В Библии говорится о едином «роде люд­ском». Макар Нагульнов тоже мечтает породнить все человечество, сделать его единой семьей, где «огромные толпы празднично одетого народа полой водой затопят степь», маршируя под «Интернационал». Ах, если бы можно было привести людей строем к счастью, наделив их поровну, как детишек пряниками, высокой сознательностью и несокрушимыми моральными принципами! Увы... Каждая душа вызревает в свой срок по неведомому Божьему плану, с каждым из нас Он беседует в нареченное время один на один. В полном одиночестве, лишенный всякой помощи и надежды на подсказку, сдает человек самый главный экзамен в жизни — на человечность.

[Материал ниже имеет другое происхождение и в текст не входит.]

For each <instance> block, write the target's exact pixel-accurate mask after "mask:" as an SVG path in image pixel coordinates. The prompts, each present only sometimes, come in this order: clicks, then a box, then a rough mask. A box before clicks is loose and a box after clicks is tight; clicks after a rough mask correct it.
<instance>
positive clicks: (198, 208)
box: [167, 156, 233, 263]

Весь строй шолохов­ских произведений, в первую очередь, «Тихого Дона», подводит к мысли, что небу все равно, будет ли человечный поступок продиктован христиан­ским милосердием, дворян­ским кодексом чести или революционной сознательностью. Ибо понятие человечности, гуманизма — наднационально, надрелигиозно и сверхъидейно. Как любовь. Как ребенок...

 

Первый ребенок Аксиньи умер, не дожив до года. Второго тоже не довелось выходить, спасти от «глотошной». Сама Аксинья, обесчещенная родным отцом, все свое замужество терпит побои Степана, не простившего ей «грех». «За всю жизнь горькую отлюблю! А там хучь убейте! Мой Гришка! Мой!» «Бесстыдная, жадная, жгучая, порочная» — не щадит ее и Шолохов, повествуя о победительной аксиньиной красоте. Но он же первый склоняет голову перед ее любовью, когда мстительная сила внешней красоты уступает место вызревшей красоте духовной.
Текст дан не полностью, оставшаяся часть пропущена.